Can companies ever keep our data safe?

Yahoo is investigating claims the hacker linked to “mega-breaches” at MySpace and LinkedIn has posted details of 200 million Yahoo accounts to a marketplace on the dark web.

In total at least 1.3 billion online accounts have now breached in the past few months, according to researcher Troy Hunt.

And Rick Holland, head of strategy at security company Digital Shadows, which monitors the underground markets and message boards on which many of the deals to sell stolen data are done, says it has probably gone way past that figure.

“Initially, they won’t be putting the data on the public market,” Mr Holland says.

“Instead, they will talk to a few select people in off-the-market chat sessions.”

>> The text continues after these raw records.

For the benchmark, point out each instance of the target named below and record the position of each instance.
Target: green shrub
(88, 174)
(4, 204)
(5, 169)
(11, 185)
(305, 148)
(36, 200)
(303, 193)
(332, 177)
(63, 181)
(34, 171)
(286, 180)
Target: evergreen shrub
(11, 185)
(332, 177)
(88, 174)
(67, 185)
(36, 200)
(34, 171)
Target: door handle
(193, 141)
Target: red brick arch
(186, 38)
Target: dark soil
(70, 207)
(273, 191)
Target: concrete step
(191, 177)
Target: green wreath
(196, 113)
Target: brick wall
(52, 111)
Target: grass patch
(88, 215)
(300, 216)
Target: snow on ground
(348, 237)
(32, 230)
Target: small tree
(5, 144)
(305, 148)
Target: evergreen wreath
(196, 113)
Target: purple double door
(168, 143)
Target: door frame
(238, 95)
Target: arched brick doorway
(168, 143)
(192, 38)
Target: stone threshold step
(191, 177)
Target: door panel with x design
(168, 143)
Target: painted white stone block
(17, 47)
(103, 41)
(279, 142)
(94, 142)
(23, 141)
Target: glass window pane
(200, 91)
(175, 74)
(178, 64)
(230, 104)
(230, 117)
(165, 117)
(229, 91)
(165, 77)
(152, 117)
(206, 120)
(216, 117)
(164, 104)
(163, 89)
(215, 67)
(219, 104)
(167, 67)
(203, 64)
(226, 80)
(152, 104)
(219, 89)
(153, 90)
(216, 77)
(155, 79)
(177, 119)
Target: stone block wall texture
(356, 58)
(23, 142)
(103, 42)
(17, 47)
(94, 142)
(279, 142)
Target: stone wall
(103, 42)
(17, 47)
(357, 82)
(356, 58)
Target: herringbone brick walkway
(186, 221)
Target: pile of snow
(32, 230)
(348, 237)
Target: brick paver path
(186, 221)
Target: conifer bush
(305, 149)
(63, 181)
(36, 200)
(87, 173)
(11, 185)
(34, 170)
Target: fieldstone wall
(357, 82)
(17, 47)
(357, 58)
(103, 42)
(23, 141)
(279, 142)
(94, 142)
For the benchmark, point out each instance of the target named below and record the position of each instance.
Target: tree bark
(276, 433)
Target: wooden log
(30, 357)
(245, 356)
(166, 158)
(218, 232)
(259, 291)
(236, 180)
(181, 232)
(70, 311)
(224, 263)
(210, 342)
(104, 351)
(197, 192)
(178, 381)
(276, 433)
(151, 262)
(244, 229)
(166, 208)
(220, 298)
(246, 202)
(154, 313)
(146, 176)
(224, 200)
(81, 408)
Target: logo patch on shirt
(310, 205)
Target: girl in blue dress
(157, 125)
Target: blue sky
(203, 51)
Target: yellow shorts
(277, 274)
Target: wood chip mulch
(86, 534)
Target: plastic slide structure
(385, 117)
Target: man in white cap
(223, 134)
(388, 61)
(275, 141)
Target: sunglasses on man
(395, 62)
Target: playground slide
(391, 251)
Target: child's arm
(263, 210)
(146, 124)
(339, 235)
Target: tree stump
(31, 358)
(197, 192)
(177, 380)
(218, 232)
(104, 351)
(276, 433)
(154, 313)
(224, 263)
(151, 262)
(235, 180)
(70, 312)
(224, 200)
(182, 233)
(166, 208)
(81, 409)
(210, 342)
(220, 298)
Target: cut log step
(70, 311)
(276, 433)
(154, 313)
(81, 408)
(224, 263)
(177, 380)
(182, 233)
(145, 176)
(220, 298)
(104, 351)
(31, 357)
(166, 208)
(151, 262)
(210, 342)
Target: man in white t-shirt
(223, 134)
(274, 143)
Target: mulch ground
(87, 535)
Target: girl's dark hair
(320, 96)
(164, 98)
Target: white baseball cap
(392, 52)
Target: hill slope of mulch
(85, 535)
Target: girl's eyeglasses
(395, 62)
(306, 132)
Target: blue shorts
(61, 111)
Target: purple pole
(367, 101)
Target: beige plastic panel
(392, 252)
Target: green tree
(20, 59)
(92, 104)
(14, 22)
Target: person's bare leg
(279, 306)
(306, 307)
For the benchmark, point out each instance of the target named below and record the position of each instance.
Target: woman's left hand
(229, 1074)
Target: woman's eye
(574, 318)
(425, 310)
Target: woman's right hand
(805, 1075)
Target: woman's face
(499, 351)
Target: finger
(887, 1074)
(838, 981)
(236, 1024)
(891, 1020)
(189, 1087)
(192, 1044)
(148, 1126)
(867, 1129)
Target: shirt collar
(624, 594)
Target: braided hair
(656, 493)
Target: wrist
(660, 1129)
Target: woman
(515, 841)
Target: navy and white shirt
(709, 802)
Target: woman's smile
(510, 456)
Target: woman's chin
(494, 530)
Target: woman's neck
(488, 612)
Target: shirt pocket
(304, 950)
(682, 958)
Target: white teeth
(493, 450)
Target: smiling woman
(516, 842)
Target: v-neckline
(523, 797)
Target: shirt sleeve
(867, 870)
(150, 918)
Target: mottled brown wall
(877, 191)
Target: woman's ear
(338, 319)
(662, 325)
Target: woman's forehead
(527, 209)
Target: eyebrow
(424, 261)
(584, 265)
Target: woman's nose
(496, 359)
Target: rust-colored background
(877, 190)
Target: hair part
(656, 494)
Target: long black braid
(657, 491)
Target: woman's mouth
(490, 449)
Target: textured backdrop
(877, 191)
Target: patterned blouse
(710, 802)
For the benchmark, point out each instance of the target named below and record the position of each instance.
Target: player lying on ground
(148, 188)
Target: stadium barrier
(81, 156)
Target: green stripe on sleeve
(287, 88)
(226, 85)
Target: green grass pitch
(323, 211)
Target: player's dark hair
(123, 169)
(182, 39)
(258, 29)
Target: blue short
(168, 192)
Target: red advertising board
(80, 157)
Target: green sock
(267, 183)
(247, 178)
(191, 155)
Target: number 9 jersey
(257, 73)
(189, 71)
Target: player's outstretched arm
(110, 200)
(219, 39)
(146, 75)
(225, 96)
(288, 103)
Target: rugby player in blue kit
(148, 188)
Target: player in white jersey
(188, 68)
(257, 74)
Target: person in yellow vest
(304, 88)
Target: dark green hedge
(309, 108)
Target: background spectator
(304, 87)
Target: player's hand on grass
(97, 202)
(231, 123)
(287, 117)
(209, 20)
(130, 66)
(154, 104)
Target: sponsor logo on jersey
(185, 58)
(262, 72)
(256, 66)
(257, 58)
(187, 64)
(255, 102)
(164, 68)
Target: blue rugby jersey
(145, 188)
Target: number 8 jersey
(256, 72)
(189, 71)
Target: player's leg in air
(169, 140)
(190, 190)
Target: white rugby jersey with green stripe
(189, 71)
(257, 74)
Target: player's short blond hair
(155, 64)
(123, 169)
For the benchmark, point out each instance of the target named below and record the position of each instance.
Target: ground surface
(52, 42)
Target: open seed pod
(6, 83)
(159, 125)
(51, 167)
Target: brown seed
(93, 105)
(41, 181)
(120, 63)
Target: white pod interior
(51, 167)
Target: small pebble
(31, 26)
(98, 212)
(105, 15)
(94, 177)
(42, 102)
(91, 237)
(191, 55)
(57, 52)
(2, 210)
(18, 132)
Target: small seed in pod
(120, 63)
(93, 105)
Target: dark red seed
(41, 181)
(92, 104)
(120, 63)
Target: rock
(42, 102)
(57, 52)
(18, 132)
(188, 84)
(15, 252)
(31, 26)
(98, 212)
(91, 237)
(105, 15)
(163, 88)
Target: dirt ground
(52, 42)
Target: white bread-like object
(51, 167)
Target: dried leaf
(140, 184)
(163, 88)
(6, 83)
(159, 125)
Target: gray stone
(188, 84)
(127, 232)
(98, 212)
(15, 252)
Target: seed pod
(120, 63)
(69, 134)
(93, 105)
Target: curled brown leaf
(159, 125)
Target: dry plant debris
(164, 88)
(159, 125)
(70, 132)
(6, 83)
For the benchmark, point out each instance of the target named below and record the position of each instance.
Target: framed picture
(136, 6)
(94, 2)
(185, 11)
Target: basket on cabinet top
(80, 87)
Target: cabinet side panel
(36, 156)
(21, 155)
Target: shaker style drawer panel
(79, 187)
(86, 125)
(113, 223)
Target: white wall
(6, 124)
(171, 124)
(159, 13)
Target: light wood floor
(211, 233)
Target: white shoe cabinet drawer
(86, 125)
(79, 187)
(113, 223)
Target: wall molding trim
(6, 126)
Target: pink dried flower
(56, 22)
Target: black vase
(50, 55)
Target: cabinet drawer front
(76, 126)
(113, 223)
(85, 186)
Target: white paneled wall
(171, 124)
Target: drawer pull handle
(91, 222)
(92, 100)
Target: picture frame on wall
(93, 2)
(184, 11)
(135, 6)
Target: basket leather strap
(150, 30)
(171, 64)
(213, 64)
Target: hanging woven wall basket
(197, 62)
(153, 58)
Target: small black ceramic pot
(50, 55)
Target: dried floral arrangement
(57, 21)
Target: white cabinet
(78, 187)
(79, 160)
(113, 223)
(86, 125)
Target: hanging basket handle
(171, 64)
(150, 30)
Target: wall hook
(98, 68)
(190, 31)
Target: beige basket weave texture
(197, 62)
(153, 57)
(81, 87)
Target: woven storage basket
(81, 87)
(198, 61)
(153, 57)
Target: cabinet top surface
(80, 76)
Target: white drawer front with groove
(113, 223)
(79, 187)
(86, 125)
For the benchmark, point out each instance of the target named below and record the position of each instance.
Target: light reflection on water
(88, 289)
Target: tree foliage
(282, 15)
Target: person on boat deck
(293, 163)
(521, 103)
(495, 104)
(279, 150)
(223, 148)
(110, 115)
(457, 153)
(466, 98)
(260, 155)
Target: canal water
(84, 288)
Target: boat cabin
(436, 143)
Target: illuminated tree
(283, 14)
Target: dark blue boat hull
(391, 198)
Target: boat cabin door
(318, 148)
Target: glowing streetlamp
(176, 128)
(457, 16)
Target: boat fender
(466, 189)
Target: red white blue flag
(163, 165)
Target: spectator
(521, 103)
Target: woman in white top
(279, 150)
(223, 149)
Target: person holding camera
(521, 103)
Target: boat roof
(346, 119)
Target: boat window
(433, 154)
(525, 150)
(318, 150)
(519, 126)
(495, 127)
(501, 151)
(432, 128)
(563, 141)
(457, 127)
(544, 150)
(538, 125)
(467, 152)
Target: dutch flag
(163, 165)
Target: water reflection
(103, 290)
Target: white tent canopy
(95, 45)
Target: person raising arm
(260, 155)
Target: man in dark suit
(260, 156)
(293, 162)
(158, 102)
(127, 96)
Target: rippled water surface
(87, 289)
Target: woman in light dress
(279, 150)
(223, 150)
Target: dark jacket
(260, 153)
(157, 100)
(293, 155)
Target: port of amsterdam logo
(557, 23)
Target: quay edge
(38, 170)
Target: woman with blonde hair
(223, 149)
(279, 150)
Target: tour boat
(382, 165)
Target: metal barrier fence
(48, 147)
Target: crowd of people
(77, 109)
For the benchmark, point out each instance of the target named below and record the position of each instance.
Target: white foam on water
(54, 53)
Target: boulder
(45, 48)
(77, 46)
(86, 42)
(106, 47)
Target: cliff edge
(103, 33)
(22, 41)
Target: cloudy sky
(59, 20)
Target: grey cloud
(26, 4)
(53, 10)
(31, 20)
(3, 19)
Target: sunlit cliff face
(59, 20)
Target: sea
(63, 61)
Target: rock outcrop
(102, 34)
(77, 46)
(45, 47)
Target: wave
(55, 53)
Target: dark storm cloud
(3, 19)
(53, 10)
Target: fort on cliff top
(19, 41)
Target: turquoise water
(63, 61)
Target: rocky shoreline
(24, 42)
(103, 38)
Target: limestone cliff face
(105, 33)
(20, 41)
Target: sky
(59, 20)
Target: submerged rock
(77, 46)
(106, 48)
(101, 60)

And sometimes a public sale is a final attempt to squeeze more value out of a batch of stolen login names and passwords that has been used several times before.

One hacker recently sought almost $100,000 (£75,000) for 655,000 records taken from three US healthcare suppliers.

By contrast, the alleged Yahoo data dump, much of which seems to be old or disused credentials, commands a price of less than $2,000.

Although it could provide a ready source of victims for cybercriminals running a ransomware campaign, according to Mr Holland.

But setting up defences that can stop data being stolen or abused is difficult.

“We are not seeing any rapid move to biometrics,” Mr Holland says.

“And two-factor authentication systems are not easy to set up and deploy at large scale.”

Marshal Heilman, from security consultancy Mandiant, says breaches, no matter how big, rarely change large companies’ day-to-day security practices.

“It’s just business as usual for a lot of them,” he says.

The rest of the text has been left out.